One of the largest botnets on the planet, if not the largest, was dismantled a few days ago by police and judicial authorities from different countries. Emotet, described as "the most dangerous malware in the world", was neutralized thanks to the seizure of its infrastructure.
Emotet, as we have told on several occasions, has acted in very different ways. Among them, spreading via email by, for example, controlling victims' accounts by sending messages on their behalf with infected attachments.
The Have I Been Emotet website allows you to check if your email has been used in attacks by Emotet, one of the most famous and prolific botnets on the planet.
To check if our email addresses or domains have been used by this botnet or have been the target of malicious messages, the Have I Been Emotet website has been created.
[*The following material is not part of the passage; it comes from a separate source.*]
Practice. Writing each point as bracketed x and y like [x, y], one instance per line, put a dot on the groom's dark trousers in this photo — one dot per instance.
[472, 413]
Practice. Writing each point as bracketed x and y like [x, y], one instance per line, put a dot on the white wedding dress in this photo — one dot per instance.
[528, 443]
Have I Been Emotet, searching Emotet 's malspam database
Those responsible for this portal have been professionals from the Italian cybersecurity company TG Soft. What they have done has been to enable a search engine on this web page that allows you to enter an email address or a domain and know if you have been involved in any of the Emotet attacks.
The used database of this malware that started in 2014 as a banking Trojan is regularly updated and, at the time of writing, it was last updated on January 25. Recently, by the way, Emotet was sabotaged by a hacker.
The tool, if it finds our domain or email address, tells us if it has been used to send emails, if it has been spoofed or if it has been the victim of an attack
To give us an idea, when the tool appeared, this database only contemplated the shares of Emotet between the months of August and September 2020. A period that may seem short, but in which around 2.1 million email addresses and some 700,000 outgoing emails.
Using Have I Been Emotet is as simple as using the star tool of this type, I Have Been Pwned: we enter the email or domain that we want to find and click on the Check button. If our domain or address has been used, the web will tell us if it has been used to send emails directly, with SENDER REAL; if it has not been used directly, but it has been supplanted, with SENDER FAKE; or if it has been a recipient, with RECIPIENT.